1

There are a lot of binary diff tools out there:

and so on. They are great, but one-threaded. Is it possible to split large files on chunks, find diff between chunks simultaneously and then merge into the final delta? Any other tools, libraries to find delta between very large files (hundreds Gb) in a reasonable amount of time and RAM? May be I could implement algorithm myself, but can not find any papers about it.

m9_psy
  • 2,557
  • 5
  • 21
  • 36
  • Looks problematic taking context into account. – SergeyA Sep 10 '15 at 22:15
  • @SergeyA: there is proprietary software (http://www.pocketsoft.com/rtpatch_binary_diff_multicore.html) that promises multithreading. If they somehow achive this, may be there is some academic papers, libs? – m9_psy Sep 10 '15 at 22:23

2 Answers2

2

ECMerge is multi threaded and able to compare huge files.

pi3
  • 1,135
  • 12
  • 14
0

libraries to find delta between very large files (hundreds Gb) in a reasonable amount of time and RAM?
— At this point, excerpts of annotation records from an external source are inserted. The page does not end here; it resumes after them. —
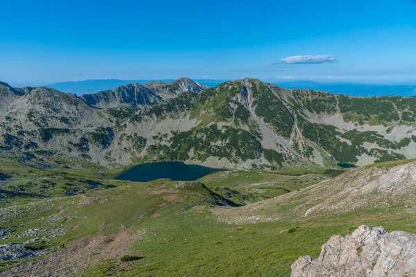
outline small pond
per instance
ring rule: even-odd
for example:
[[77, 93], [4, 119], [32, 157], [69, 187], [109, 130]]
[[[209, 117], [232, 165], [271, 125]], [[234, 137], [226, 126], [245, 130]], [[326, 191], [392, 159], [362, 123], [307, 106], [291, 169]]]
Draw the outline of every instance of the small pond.
[[188, 165], [178, 161], [144, 163], [127, 168], [116, 175], [117, 180], [130, 180], [146, 182], [158, 179], [174, 181], [196, 181], [223, 169]]

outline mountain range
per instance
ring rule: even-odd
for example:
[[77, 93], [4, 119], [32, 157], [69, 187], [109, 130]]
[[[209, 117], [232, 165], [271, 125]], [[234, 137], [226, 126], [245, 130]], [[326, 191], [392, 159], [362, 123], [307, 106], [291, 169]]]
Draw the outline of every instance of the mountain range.
[[[144, 84], [147, 82], [154, 82], [154, 80], [87, 80], [78, 82], [56, 82], [47, 84], [45, 87], [54, 88], [58, 91], [69, 92], [77, 95], [92, 93], [99, 91], [111, 89], [114, 87], [123, 86], [128, 84], [138, 83]], [[173, 80], [166, 79], [161, 80], [163, 82], [169, 82]], [[225, 80], [199, 79], [196, 81], [209, 87], [216, 87]], [[324, 83], [312, 81], [292, 81], [272, 82], [273, 84], [286, 89], [315, 89], [322, 91], [331, 92], [336, 94], [347, 94], [354, 96], [416, 96], [416, 85], [413, 84], [372, 84], [347, 82]]]
[[286, 89], [252, 78], [213, 88], [181, 78], [80, 96], [1, 83], [0, 96], [2, 154], [43, 166], [64, 157], [106, 168], [182, 161], [307, 172], [416, 157], [413, 98]]

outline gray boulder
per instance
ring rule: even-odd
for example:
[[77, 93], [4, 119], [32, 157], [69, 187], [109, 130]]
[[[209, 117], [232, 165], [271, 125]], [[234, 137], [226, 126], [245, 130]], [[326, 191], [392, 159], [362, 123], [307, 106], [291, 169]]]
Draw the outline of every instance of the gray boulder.
[[300, 257], [291, 276], [416, 276], [416, 235], [362, 225], [345, 238], [332, 236], [317, 260]]

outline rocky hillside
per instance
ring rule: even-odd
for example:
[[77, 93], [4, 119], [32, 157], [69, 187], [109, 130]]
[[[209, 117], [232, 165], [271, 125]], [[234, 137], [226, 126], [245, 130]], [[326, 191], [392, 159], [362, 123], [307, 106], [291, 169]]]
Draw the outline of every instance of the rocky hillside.
[[1, 154], [33, 163], [183, 161], [304, 172], [416, 157], [415, 104], [250, 78], [214, 88], [188, 78], [131, 84], [80, 97], [1, 83]]
[[[241, 207], [222, 215], [236, 224], [314, 220], [328, 216], [416, 212], [416, 162], [396, 161], [353, 169], [299, 191]], [[354, 215], [356, 216], [356, 215]]]
[[416, 275], [416, 235], [386, 232], [363, 225], [351, 235], [333, 235], [317, 260], [301, 256], [292, 277], [413, 276]]

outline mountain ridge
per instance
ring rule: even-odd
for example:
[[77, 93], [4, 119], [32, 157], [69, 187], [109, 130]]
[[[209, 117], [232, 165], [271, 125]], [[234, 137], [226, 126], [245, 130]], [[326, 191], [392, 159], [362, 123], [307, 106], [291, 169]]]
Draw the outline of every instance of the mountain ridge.
[[252, 78], [207, 88], [181, 78], [80, 96], [41, 87], [5, 99], [3, 148], [36, 145], [107, 167], [182, 161], [309, 171], [416, 157], [413, 98], [286, 89]]

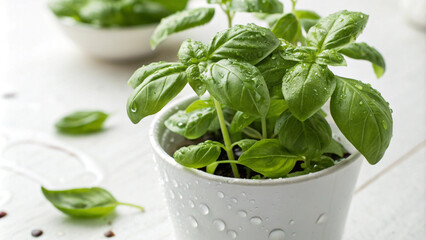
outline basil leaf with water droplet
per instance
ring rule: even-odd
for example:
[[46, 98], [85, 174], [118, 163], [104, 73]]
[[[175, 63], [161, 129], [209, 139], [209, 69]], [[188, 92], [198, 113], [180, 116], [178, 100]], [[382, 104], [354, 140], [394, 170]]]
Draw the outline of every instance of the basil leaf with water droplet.
[[238, 163], [270, 178], [285, 177], [301, 160], [276, 139], [263, 139], [241, 154]]
[[300, 23], [297, 17], [292, 13], [288, 13], [277, 20], [272, 28], [272, 32], [277, 38], [282, 38], [294, 43], [296, 42], [299, 29]]
[[243, 152], [249, 150], [255, 143], [257, 143], [257, 140], [254, 139], [241, 139], [238, 142], [234, 142], [232, 144], [232, 147], [239, 146]]
[[173, 154], [173, 157], [185, 167], [202, 168], [216, 162], [222, 146], [219, 142], [207, 140], [197, 145], [182, 147]]
[[300, 63], [283, 79], [283, 95], [290, 111], [304, 121], [318, 112], [336, 87], [333, 73], [316, 63]]
[[186, 66], [174, 63], [143, 79], [127, 100], [127, 115], [133, 123], [160, 111], [186, 85]]
[[272, 92], [272, 88], [279, 85], [279, 91], [281, 92], [284, 75], [288, 69], [292, 68], [296, 64], [297, 62], [295, 61], [285, 59], [281, 55], [279, 48], [258, 63], [256, 67], [259, 69], [260, 73], [262, 73], [269, 91]]
[[339, 52], [350, 58], [371, 62], [377, 78], [385, 73], [386, 63], [382, 54], [366, 43], [351, 43], [340, 49]]
[[185, 111], [188, 112], [192, 112], [198, 109], [202, 109], [202, 108], [214, 108], [214, 103], [212, 100], [196, 100], [193, 103], [191, 103], [186, 109]]
[[68, 134], [84, 134], [102, 129], [108, 114], [101, 111], [77, 111], [55, 123], [58, 131]]
[[333, 13], [309, 29], [306, 43], [320, 51], [344, 46], [356, 40], [367, 21], [368, 15], [360, 12], [343, 10]]
[[324, 50], [317, 55], [315, 62], [322, 65], [346, 66], [346, 60], [337, 50]]
[[279, 0], [230, 0], [230, 8], [236, 12], [282, 13]]
[[214, 8], [195, 8], [163, 18], [151, 37], [151, 47], [156, 48], [158, 44], [173, 33], [210, 22], [214, 12]]
[[118, 205], [128, 205], [144, 211], [140, 206], [118, 202], [111, 193], [98, 187], [61, 191], [42, 187], [41, 190], [55, 208], [71, 217], [102, 217], [110, 214]]
[[231, 133], [241, 132], [244, 128], [248, 127], [258, 117], [251, 116], [244, 112], [236, 112], [232, 119], [229, 131]]
[[274, 132], [290, 152], [308, 157], [321, 155], [331, 142], [330, 125], [320, 113], [302, 122], [285, 111], [277, 120]]
[[253, 65], [274, 51], [280, 41], [271, 30], [255, 24], [236, 25], [217, 33], [208, 48], [209, 59], [236, 59]]
[[324, 153], [335, 154], [343, 157], [347, 152], [346, 149], [338, 141], [332, 139], [330, 144], [324, 149]]
[[204, 95], [207, 89], [206, 84], [201, 79], [200, 68], [198, 67], [198, 65], [190, 65], [186, 69], [186, 76], [192, 90], [194, 90], [194, 92], [200, 97]]
[[336, 125], [370, 164], [382, 159], [392, 138], [389, 104], [381, 94], [361, 81], [336, 77], [330, 111]]
[[223, 59], [210, 64], [203, 74], [207, 90], [220, 103], [252, 116], [268, 113], [268, 88], [253, 65]]
[[137, 88], [148, 76], [154, 74], [156, 71], [163, 68], [173, 66], [178, 63], [168, 63], [168, 62], [155, 62], [145, 66], [142, 66], [136, 70], [133, 75], [130, 77], [128, 84], [133, 89]]
[[191, 112], [178, 111], [170, 116], [164, 125], [187, 139], [197, 139], [207, 131], [216, 118], [215, 108], [201, 108]]
[[207, 49], [202, 42], [187, 39], [180, 46], [178, 57], [185, 65], [197, 64], [207, 60]]

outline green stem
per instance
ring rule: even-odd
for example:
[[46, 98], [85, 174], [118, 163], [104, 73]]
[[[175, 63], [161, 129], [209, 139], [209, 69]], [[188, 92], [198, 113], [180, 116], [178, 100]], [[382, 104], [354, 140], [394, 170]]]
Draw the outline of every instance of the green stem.
[[138, 208], [140, 209], [142, 212], [145, 212], [145, 208], [135, 205], [135, 204], [131, 204], [131, 203], [122, 203], [122, 202], [117, 202], [118, 205], [125, 205], [125, 206], [129, 206], [129, 207], [134, 207], [134, 208]]
[[[232, 151], [231, 138], [229, 137], [225, 118], [223, 117], [222, 106], [220, 106], [220, 103], [214, 97], [212, 98], [213, 98], [214, 105], [216, 107], [217, 118], [219, 119], [220, 129], [222, 130], [222, 137], [223, 137], [223, 142], [225, 143], [226, 154], [228, 155], [229, 160], [235, 160], [234, 152]], [[234, 177], [240, 178], [240, 173], [238, 172], [237, 165], [235, 165], [235, 163], [231, 163], [231, 168], [232, 168], [232, 173], [234, 174]]]
[[262, 138], [266, 139], [268, 138], [268, 130], [266, 130], [266, 118], [262, 117], [260, 118], [260, 121], [262, 122]]

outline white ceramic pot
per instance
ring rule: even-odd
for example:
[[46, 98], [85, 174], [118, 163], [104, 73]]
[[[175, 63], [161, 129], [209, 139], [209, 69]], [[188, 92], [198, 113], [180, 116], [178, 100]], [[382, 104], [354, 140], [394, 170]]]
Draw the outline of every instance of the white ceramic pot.
[[[55, 17], [56, 18], [56, 17]], [[56, 18], [62, 31], [87, 54], [113, 61], [147, 57], [157, 24], [125, 28], [98, 28], [68, 18]]]
[[164, 121], [195, 98], [156, 118], [150, 140], [175, 236], [180, 240], [339, 240], [362, 158], [352, 155], [323, 171], [287, 179], [226, 178], [189, 169], [166, 153], [182, 137]]

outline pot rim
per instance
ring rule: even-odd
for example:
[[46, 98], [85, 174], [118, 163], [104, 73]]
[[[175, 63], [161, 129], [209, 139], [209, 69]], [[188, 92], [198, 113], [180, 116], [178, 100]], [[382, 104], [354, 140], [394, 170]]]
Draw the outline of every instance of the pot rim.
[[[53, 13], [52, 13], [53, 14]], [[104, 32], [124, 32], [124, 31], [143, 31], [151, 28], [156, 28], [159, 22], [156, 23], [147, 23], [141, 25], [134, 26], [126, 26], [126, 27], [99, 27], [89, 23], [82, 23], [74, 20], [71, 17], [58, 17], [53, 14], [53, 17], [64, 26], [80, 28], [80, 29], [88, 29], [88, 30], [96, 30], [96, 31], [104, 31]]]
[[237, 185], [250, 185], [250, 186], [285, 185], [285, 184], [294, 184], [294, 183], [300, 183], [300, 182], [321, 178], [323, 176], [332, 174], [341, 169], [349, 167], [350, 165], [355, 164], [357, 160], [361, 159], [361, 153], [357, 150], [354, 150], [353, 153], [348, 158], [340, 161], [339, 163], [337, 163], [336, 165], [332, 167], [326, 168], [319, 172], [310, 173], [310, 174], [302, 175], [302, 176], [296, 176], [296, 177], [290, 177], [290, 178], [277, 178], [277, 179], [241, 179], [241, 178], [223, 177], [223, 176], [209, 174], [207, 172], [204, 172], [198, 169], [184, 167], [180, 165], [179, 163], [177, 163], [174, 160], [174, 158], [170, 156], [169, 154], [167, 154], [166, 151], [161, 147], [159, 141], [157, 141], [156, 133], [157, 133], [157, 129], [159, 128], [159, 125], [164, 123], [165, 115], [169, 114], [171, 111], [174, 110], [174, 108], [182, 105], [184, 102], [189, 101], [190, 99], [196, 99], [196, 98], [198, 97], [193, 95], [187, 96], [179, 100], [175, 100], [173, 103], [163, 108], [151, 122], [150, 130], [149, 130], [149, 140], [151, 142], [151, 146], [153, 147], [154, 151], [160, 156], [160, 158], [162, 158], [161, 160], [159, 159], [157, 161], [166, 161], [171, 166], [177, 169], [180, 169], [182, 171], [186, 171], [195, 177], [204, 178], [204, 179], [215, 181], [215, 182], [232, 183]]

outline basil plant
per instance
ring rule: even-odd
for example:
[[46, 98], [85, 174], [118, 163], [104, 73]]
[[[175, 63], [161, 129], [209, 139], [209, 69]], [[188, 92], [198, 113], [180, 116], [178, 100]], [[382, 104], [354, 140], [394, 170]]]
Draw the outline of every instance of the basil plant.
[[174, 153], [175, 160], [211, 174], [282, 178], [320, 171], [348, 156], [322, 110], [329, 101], [340, 131], [376, 164], [392, 137], [392, 110], [370, 84], [329, 69], [345, 66], [346, 56], [367, 60], [377, 76], [383, 74], [381, 54], [355, 42], [368, 15], [344, 10], [320, 18], [293, 7], [262, 17], [272, 30], [236, 25], [208, 44], [186, 40], [179, 62], [138, 69], [129, 80], [131, 121], [157, 113], [189, 84], [200, 99], [164, 123], [194, 140]]

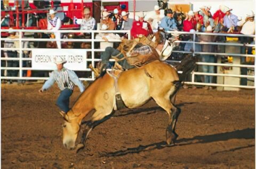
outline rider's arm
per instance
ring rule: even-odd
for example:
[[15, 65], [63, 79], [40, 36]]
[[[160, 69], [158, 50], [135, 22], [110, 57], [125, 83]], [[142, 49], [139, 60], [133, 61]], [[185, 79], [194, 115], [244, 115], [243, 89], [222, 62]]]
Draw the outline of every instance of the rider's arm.
[[53, 72], [51, 73], [51, 75], [49, 77], [49, 79], [44, 83], [44, 85], [42, 87], [43, 90], [46, 90], [51, 87], [54, 83], [55, 79], [53, 76]]
[[74, 71], [68, 70], [68, 77], [69, 77], [69, 79], [70, 79], [71, 81], [72, 81], [80, 89], [80, 91], [83, 92], [83, 91], [84, 90], [85, 87], [82, 81], [79, 80], [78, 77], [76, 74], [76, 73], [75, 73]]
[[161, 20], [161, 23], [160, 24], [160, 27], [164, 28], [165, 31], [169, 31], [170, 28], [167, 24], [166, 18], [164, 17]]

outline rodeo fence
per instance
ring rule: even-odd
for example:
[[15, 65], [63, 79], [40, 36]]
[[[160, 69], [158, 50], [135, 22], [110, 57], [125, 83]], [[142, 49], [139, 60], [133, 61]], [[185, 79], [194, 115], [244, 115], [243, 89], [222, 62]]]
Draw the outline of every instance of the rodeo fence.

try HDiffPatch,it used in 50GB game(not test 100GB) : https://github.com/sisong/HDiffPatch
it can run fast for large file, but is not muti-thread differ;
Creating a patch: hdiffz -s-1k -c-zlib old_path new_path out_delta_file
Applying a patch: hpatchz old_path delta_file out_new_path
diff with -s-1k & input 100GB files, requires ~ 100GB*16/1k < 2GB bytes of memory; if diff with -s-128k then less time & less memory;

bsdiff can changed to muti-thread differ:

  • suffix array sort algorithm can replace by msufsort,it's a muti-thread suffix array construction algorithm;
  • match func changed to a muti-thread version, clip new file by thread number;
  • bzip2 compresser changed to a muti-thread version,such as pbzip2 or lzma2 ...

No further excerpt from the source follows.